Church of the Good Shepherd- Amman
The Evangelical Lutheran Church of the Good Shepherd
The Church of the Good Shepherd is located in the Um al-Summaq neighborhood of West Amman. With a sanctuary, parsonage, parish hall, and community center, there is plenty of room to host worship, Christian education classes, and social activities.
Join us for worship on Sunday evenings! In the winter months, we gather at 6:30pm, and in the summer months we gather at 7:00pm.
The Lutheran Church of the Good Shepherd in Amman is a “refugee congregation.” It was established within the last forty years (unlike other congregations which have much longer histories in Palestine). Lutheran refugees from Geographical Palestine, separated from their homeland due to war and political upheaval in 1948 and 1967, wanted to maintain their Lutheran traditions and heritage in their new homes in which they sought refuge.
It is clear to the congregation that youth work must be a particular focus of the Lutheran ministry in Amman. 60% of the Jordanian population is under 30 years of age, with a huge percentage of this group being between the ages of 15 and 25 years. It is incumbent upon all the churches in Jordan to work among the youth. With this in mind, the Lutheran church is always looking for ways to attract young people to worship, classes, and special activities.
Today, the Lutheran Good Shepherd Church counts about two-hundred people in a mix of members and regularly attending friends and acquaintances of the congregation with different church backgrounds. A special, close relationship has been built between the Lutheran and Anglican congregations in Amman as well. Reverend Imad Haddad serves as pastor to this congregation.

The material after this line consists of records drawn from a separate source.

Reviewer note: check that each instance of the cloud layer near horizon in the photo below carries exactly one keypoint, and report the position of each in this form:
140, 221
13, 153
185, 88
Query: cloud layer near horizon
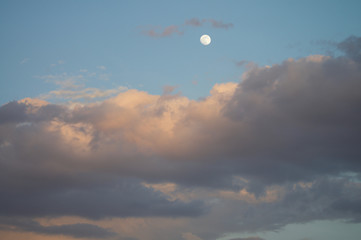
252, 156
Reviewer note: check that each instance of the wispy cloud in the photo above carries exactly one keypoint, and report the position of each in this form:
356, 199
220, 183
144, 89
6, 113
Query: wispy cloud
101, 67
159, 32
195, 22
279, 147
59, 62
25, 60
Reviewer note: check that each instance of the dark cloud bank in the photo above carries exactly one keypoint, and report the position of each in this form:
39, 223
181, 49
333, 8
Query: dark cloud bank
295, 125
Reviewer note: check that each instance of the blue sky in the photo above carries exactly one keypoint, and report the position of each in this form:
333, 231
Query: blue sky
116, 121
36, 35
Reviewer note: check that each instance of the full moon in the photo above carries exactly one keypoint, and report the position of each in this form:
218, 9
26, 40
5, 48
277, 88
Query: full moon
205, 39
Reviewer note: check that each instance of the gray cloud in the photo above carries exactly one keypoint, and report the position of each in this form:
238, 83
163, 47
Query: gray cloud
292, 126
351, 47
248, 238
79, 230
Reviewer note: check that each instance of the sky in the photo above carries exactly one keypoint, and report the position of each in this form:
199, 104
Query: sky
117, 123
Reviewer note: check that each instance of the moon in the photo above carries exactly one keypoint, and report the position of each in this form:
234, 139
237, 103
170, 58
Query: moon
205, 40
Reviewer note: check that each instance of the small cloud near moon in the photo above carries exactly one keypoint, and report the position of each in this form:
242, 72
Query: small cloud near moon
205, 39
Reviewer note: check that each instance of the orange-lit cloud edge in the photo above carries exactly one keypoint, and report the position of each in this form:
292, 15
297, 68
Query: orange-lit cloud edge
252, 156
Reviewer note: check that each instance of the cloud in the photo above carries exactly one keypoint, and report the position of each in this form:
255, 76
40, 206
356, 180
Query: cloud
101, 67
25, 60
79, 230
248, 238
351, 47
220, 24
159, 32
86, 93
195, 22
279, 147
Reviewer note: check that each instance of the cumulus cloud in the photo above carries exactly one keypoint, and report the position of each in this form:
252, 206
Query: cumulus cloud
79, 230
351, 47
279, 147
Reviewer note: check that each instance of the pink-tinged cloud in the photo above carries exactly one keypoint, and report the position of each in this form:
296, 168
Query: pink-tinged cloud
252, 156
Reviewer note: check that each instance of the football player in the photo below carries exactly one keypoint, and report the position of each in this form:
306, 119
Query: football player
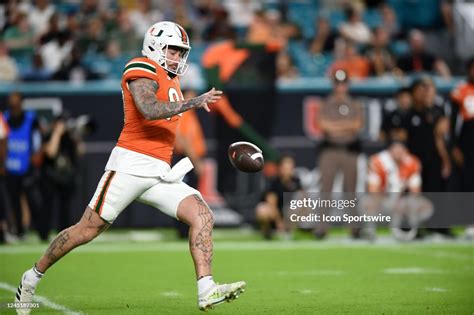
139, 166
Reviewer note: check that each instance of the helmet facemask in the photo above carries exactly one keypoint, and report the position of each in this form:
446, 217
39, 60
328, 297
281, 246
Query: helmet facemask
181, 64
159, 39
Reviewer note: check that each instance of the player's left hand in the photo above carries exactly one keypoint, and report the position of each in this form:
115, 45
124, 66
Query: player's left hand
209, 97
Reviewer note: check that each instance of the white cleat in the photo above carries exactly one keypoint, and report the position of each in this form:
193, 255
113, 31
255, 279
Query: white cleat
24, 294
221, 293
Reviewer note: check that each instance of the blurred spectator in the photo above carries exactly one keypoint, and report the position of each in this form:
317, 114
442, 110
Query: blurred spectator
394, 170
219, 28
341, 121
419, 60
93, 40
266, 29
355, 29
355, 65
3, 154
270, 212
24, 143
182, 17
241, 13
397, 172
124, 34
19, 38
52, 32
39, 16
143, 16
55, 52
381, 60
59, 173
74, 70
393, 128
89, 10
427, 128
389, 20
37, 72
324, 40
72, 25
8, 67
447, 14
463, 151
286, 70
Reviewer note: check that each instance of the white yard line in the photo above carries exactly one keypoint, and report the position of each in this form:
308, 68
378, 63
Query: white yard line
129, 246
436, 289
40, 299
171, 294
412, 270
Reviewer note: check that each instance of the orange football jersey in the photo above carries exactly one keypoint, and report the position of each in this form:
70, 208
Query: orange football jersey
151, 137
392, 177
463, 96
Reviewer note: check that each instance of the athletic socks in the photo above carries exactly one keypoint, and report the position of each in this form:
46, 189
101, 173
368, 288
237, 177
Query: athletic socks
204, 284
33, 276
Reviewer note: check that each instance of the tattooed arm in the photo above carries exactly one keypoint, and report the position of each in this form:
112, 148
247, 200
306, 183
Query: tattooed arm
144, 94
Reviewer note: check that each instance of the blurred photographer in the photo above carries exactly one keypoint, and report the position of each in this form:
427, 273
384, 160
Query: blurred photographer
62, 149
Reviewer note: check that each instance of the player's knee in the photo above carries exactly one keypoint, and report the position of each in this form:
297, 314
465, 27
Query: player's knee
204, 216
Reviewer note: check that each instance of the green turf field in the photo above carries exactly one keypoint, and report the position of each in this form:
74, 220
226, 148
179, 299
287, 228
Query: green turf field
283, 277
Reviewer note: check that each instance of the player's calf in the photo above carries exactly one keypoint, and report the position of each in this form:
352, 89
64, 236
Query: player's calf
88, 228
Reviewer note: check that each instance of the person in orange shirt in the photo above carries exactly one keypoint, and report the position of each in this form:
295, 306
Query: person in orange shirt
3, 154
355, 65
394, 186
139, 166
463, 151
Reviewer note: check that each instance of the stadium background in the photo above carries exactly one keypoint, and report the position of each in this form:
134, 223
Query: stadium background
278, 103
130, 269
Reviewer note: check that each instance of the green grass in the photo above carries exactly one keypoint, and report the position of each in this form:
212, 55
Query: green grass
299, 277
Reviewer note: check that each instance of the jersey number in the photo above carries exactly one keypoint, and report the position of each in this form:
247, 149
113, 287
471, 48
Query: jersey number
174, 96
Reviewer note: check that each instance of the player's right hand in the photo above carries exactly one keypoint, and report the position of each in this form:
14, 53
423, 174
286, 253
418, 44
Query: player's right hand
209, 97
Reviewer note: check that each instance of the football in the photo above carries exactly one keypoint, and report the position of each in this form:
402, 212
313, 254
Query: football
246, 157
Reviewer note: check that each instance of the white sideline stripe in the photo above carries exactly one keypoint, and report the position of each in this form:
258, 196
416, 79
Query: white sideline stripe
311, 273
306, 291
120, 247
41, 299
411, 270
435, 289
171, 294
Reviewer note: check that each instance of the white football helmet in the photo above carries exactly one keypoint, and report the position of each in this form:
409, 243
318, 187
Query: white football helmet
159, 37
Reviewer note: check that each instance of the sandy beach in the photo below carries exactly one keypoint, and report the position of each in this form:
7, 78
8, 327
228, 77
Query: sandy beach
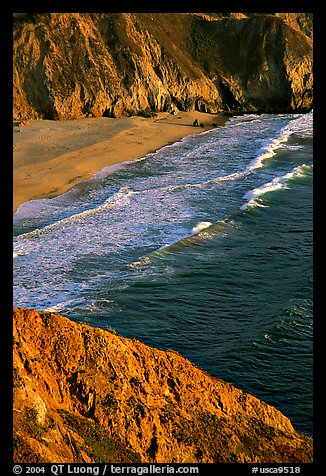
52, 156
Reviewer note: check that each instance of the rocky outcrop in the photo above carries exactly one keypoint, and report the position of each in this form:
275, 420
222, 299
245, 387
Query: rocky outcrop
84, 394
72, 65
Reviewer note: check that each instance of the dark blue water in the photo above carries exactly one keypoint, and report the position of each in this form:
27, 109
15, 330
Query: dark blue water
204, 247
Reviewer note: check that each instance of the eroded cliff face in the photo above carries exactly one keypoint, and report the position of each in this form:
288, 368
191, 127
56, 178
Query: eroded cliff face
70, 65
84, 394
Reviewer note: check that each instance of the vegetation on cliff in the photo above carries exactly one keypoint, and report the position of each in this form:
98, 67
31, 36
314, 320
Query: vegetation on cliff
71, 65
83, 394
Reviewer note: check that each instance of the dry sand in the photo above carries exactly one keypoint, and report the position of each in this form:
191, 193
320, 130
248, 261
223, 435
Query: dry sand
52, 156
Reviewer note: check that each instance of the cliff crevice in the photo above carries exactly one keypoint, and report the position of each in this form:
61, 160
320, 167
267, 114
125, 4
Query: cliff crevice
73, 65
84, 394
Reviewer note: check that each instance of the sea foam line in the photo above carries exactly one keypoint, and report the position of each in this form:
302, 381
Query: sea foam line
301, 126
276, 184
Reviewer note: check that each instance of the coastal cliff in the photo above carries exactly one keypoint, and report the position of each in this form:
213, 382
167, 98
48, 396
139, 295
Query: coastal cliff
74, 65
84, 394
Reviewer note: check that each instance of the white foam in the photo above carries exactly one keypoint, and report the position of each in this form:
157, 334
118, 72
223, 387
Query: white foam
301, 126
276, 184
201, 226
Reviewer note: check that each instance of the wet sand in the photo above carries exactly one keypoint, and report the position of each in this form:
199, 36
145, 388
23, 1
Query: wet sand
52, 156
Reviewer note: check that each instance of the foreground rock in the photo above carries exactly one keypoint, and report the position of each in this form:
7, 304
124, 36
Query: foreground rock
73, 65
83, 394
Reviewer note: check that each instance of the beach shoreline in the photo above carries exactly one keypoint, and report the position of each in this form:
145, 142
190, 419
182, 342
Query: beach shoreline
50, 157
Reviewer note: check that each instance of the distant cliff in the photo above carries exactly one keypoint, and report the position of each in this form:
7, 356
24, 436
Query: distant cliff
83, 394
73, 65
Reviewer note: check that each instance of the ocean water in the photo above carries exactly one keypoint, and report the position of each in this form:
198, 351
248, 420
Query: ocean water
204, 247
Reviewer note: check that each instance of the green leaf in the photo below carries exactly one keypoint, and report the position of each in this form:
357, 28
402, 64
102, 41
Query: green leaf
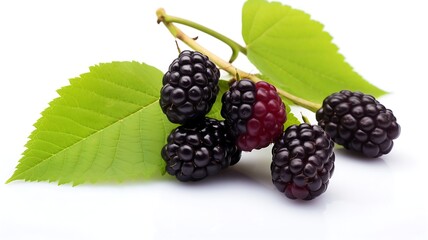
106, 125
296, 54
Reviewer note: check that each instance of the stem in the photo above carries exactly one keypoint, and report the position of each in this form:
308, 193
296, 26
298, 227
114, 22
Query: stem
236, 47
226, 66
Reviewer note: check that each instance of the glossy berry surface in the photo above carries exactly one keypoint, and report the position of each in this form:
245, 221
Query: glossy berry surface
359, 122
255, 113
198, 150
302, 161
190, 87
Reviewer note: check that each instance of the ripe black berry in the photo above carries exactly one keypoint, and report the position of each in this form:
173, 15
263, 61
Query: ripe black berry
302, 161
200, 149
358, 122
255, 113
190, 87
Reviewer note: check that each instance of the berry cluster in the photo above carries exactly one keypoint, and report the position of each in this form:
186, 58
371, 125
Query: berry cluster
302, 155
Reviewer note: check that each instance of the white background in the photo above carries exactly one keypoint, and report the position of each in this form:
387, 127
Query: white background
44, 43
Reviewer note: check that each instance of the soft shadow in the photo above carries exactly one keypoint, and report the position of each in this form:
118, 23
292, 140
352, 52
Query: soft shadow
355, 156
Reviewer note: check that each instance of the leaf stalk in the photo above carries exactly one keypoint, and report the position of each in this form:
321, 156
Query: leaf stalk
222, 64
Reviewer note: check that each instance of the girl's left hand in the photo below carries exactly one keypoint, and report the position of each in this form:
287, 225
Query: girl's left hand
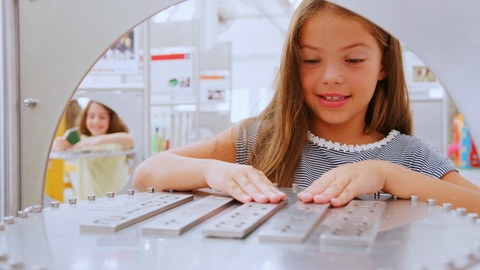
340, 185
86, 142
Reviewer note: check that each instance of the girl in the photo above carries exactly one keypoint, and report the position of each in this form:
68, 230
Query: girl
101, 129
339, 125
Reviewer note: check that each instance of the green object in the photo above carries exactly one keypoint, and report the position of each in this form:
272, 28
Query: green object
72, 136
154, 142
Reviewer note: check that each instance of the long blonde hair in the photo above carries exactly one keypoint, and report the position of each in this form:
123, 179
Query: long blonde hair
285, 121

The history of the Lutheran Good Shepherd Church goes back to the 1970s, when several displaced Palestinian Lutheran families living in Amman asked the Lutheran Synod and Church Council in Jerusalem to establish a congregation. The Rev. Numan Smir was delegated by the ELCJHL Church Council in 1976 to begin Lutheran ministries in Amman. A house was rented in West Amman for worship, education, and social gatherings. The purpose of the Lutheran ministry in Amman was to provide worship opportunities and give pastoral care for ELCJHL members who were obliged to leave Palestine and find work in Jordan. Conversations were held between the Anglican and Lutheran church leaderships in Palestine and Jordan, as well as with the ELCJHL’s many Lutheran church partners overseas, with regard to the development of the Amman mission.
By 1979 Pastor Smir had moved to Amman to work full time as pastor of the growing congregation. Through hard and persistent work, Pastor Smir gathered many Lutheran families scattered all over Amman, including those who had attended or graduated from the Talitha Kumi and Schneller Lutheran Schools in Jerusalem. (These schools were relocated due to the wars. Talitha Kumi is now in Beit Jala; the Schneller School is in Amman.) Worship services and Sunday School classes, women’s meetings and youth activities were all held in this rented house. The new Lutheran congregation grew and developed and in 1985 a parcel of land was purchased in Um al-Summaq in West Amman. With the financial help of churches in Sweden and Finland, a new church, parsonage, parish hall and community center were built. The new structures were dedicated on August 23, 1987. German churches through VELKD also helped finance the buildings and three church bells were donated from East Germany.
Christianity in Jordan
These historic churches are recognized by the Jordanian government: The Eastern Orthodox, the Oriental Orthodox, the Catholics, and the Evangelicals (Lutherans and Anglicans). This means these Christian communities have the right to establish “waqf” (trusts), own property, open schools, hospitals and other institutes of learning and social services, and form their own ecclesiastical courts. In a Royal Decree in 2001, it was announced that Christmas and New Year are regarded as National Holidays (in addition to other Muslim and secular holidays). The Christian community was thrilled by this decision, as it allows us to fully celebrate Christmas as a holy day, instead of it being a regular work day in the predominantly country.
The Jordanian government has also established a number of societies and institutes to enhance good will and peaceful relations between Muslims and Christians in Jordan, including the Interfaith Coexistence Research Center. The Royal Institute for Interfaith Studies promotes understanding about common values between Christianity and Islam and encourages dialogue at all levels.